Defined Contribution Pension Plans: Determinants of Participation and Contributions Rates

Abstract

Records of 793,794 employees eligible to participate in 647 defined contribution pension plans are studied. About 71% of them choose to participate in the plans, and of the participants, 12% choose to contribute the maximum allowed, $10,500. The main findings are (other things equal) (1) participation rates, contributions and (most remarkably) savings rates increase with compensation; on average, a $10,000 increase in compensation is associated with a 3.7% higher participation probability and $900 higher contribution; (2) women’s participation probability is 6.5% higher than men’s and they contribute almost $500 more than men; (3) participation probabilities are similar for employees covered and not covered by DB plans, but those covered by DB plans contribute more to the DC plans; (4) the availability of a match by the employer increases employees’ participation and contributions; the effect is strongest for low-income employees; (v) participation rates, especially among low-income employees, are higher when company stock is an investable fund.

Appendix

Data Construction

The original data set provided by the Vanguard consists of 926,104 records of 401(k) eligible employees. The following criteria cause elimination of observations: (1) The employee is hired after January 1, 2001. (His recorded annual contribution might be inaccurate.) (2) The employee is less than 18 years old (He might not be the decision maker.) (3) The employee’s annual compensation is less than $10,000 or greater than $1 million. 793,794 records survive.

The key variables deferral rate, contribution, and compensation appear in all the records. All other individual variables have missing values that are more concentrated in the non-participant sub-sample. 12.8% of the observations do not report gender, among which 62.5% are non-participants; the same percentages for age, tenure and wealth are 12.3% (62.2), 12.2 (62.1%) and 25.6% (76.4).
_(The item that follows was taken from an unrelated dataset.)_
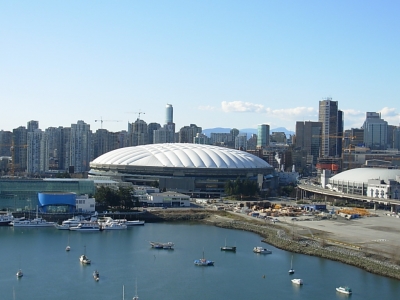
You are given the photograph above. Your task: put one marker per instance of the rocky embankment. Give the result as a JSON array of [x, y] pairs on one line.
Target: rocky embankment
[[277, 236]]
Elimination of all the observations with missing values would cause the study to be based on a partially truncated sample, which is likely to bias the results due to the influence of the selection. Hence the choice to replace them with imputed values.

The imputed values are calculated as follows: (1) unidentified gender variables are recorded as the percentage of females in the plan (a record identified as a female being 1 and as a male being 0); (2) missing age and tenure values are replaced with their respective plan mean age or tenure. To fill in the missing values of wealth, the following regression is estimated on non-missing values:

$${\text{Log}}{\left( {{\text{WEALTH}}} \right)} = \beta _{0} + \beta _{1} {\text{Log}}{\left( {{\text{COMP}}} \right)} + \beta _{2} {\text{FEMALE}} + \beta _{3} {\text{AGE + }}\beta _{{\text{4}}} {\text{AGE}}^{2} {\kern 1pt} + \beta _{5} {\text{Log}}{\left( {{\text{DCASSETS}}} \right)} + \varepsilon ,{\kern 1pt} {\kern 1pt} {\kern 1pt} {\kern 1pt} {\kern 1pt} $$

where DCASSETS is the total assets in the defined-contribution accounts. The specification above was chosen among various models for both within-sample goodness-of-fit and out-of-sample robustness. The next step is to predict out-of-sample values and map the predicted values to the closest IXI brackets.

With the exception of the wealth level, IXI, missing values do not account for a significant proportion (about 10%) of observations, and the symmetric trimming method (Honore et al. 1997) is applied to conduct sensitivity check. That is, for each variable create an artificial sample by first taking only records that report that variable (but may miss other variables). The second step eliminates a given number of participants’ records at random, so that the participation rate in the subsample matches that of the original sample. (This second step eliminates records of participants, since systematically it is the non-participants whose records are likely to miss values.) Then estimate coefficients for the resulting sub-sample. Repeating this process many times (e.g., 30 or 50), the coefficients estimated on the full sample (with missing values imputed) are close to the average of coefficients estimated on those symmetrically trimmed sub-samples.

For the wealth variable the same sensitivity check cannot be used because only a low proportion of non-participant records have this information. Instead, the comparison is between the inputted wealth variables and the general distribution of wealth in the population. The following figure plots the histogram of wealth distribution for the population (IXI), of the non-missing Vanguard data, and the amended Vanguard data. After filling in the missing values, the sample studied here no long over-represents the wealthy households. The sample still under-represents the very poor households (those with negative or less than $1,000 in balance), and over-represent the lower-middle to middle households (with balances ranging from $5,000 to $100,000), which is consistent with evidences from the Survey of Consumer Finance and the Current Population Survey that 401(k) eligible employees are overall financially better-off than the general population in the lower end.

Further, estimating the main regressions excluding the wealth variable, the coefficients on all variables except compensation show little variation. (The loading on compensation is increased, which is expected.)